Filipino youth perform

Children from the Larawan Youth Ensemble will perform in "Banyuhay," a repertoire of Philippine folk dances at 6:30 p.m. Sunday at Hawaii Theatre.

Tickets, $10 and $25, are available at the Hawaii Theatre Box Office, with proceeds to benefit free folk-dance classes and purchase costumes, props and musical instruments for the Larawan Center for Performing Arts, based in Kalihi.

The performers, ages 6 to 12, are scholars of the Larawan Philippine Folkloric Program for Youth, founded and directed by Leo Rojas Gojar, a former dancer of Bayanihan, the premiere Philippine folk-dance ensemble. The children receive free lessons as part of Larawan's mission to immerse children in activities that celebrate Philippine traditions.

Call the Larawan Center at 230-0088.

Lecia Ramirez, right, and J.J. Saribay perform the Tagalog region's tinikling, one of the most popular dances of the Philippines, in which dancers perform between two bamboo poles.

Healthy secrets

Carolyn Choi, a 92-year-old health enthusiast, will share "Secrets to Living a Long and Healthy Life" at 10:30 a.m. Saturday at the Kapolei Public Library.

Choy, author of "Health Through Chinese Foods," will talk about diet and Chinese herbs. She will also focus on simple exercises that can be done before getting up in the morning, as illustrated in her other book, "Do It in Bed: Tips for a Healthier Lifestyle."

Admission is free. Call 693-7050.

Christmas tales sought

Honolulu Theatre for Youth and Kumu Kahua Theatre are looking for stories and songs for "Christmas Talk Story 2005," their annual Christmas co-production.

"Christmas Talk Story," a collection of songs and original monologues by local authors, has been presented since 1999. Each story tells of a holiday experience from a child's point of view in Hawaii. HTY's actors tell the stories to nearly 10,000 schoolchildren, teachers and families in December.

Stories or songs must:

» Be themed on Christmas or other winter holidays in Hawaii (including Thanksgiving, New Year, Chanukah or Kwanzaa).

» Be told in the first person, from the point of view of a youth 4 to 12, not an adult looking back on childhood.

» Be dramatically active. The most successful stories are "monodramas," not narratives about the past.

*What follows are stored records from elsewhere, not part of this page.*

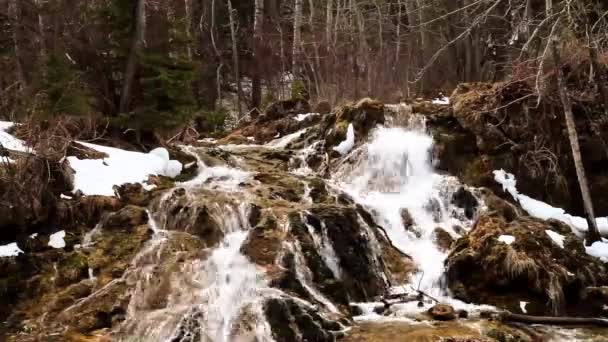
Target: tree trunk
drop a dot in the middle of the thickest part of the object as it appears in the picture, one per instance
(14, 11)
(593, 234)
(258, 27)
(297, 37)
(136, 43)
(235, 57)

The ideal story contains dramatic tension between storyteller and the audience; the character is changed by the telling of the story and through a personal discovery.

» Deal with all experiences: funny, sad, touching or bitter.

» Be between 350 and 700 words and appropriate in vocabulary and content for children.

HTY will pay $100 for each story selected; all rights remain with the author. The collected stories will be presented in December at Tenney Theatre. HTY will also publish the scripts for distribution to schools and libraries, and Hawaii Public Radio will broadcast the stories.

Authors receive complimentary copies of any publications, tickets to the performances and invitations to rehearsals. Once stories are selected, HTY will work with the authors to make them stage-appropriate.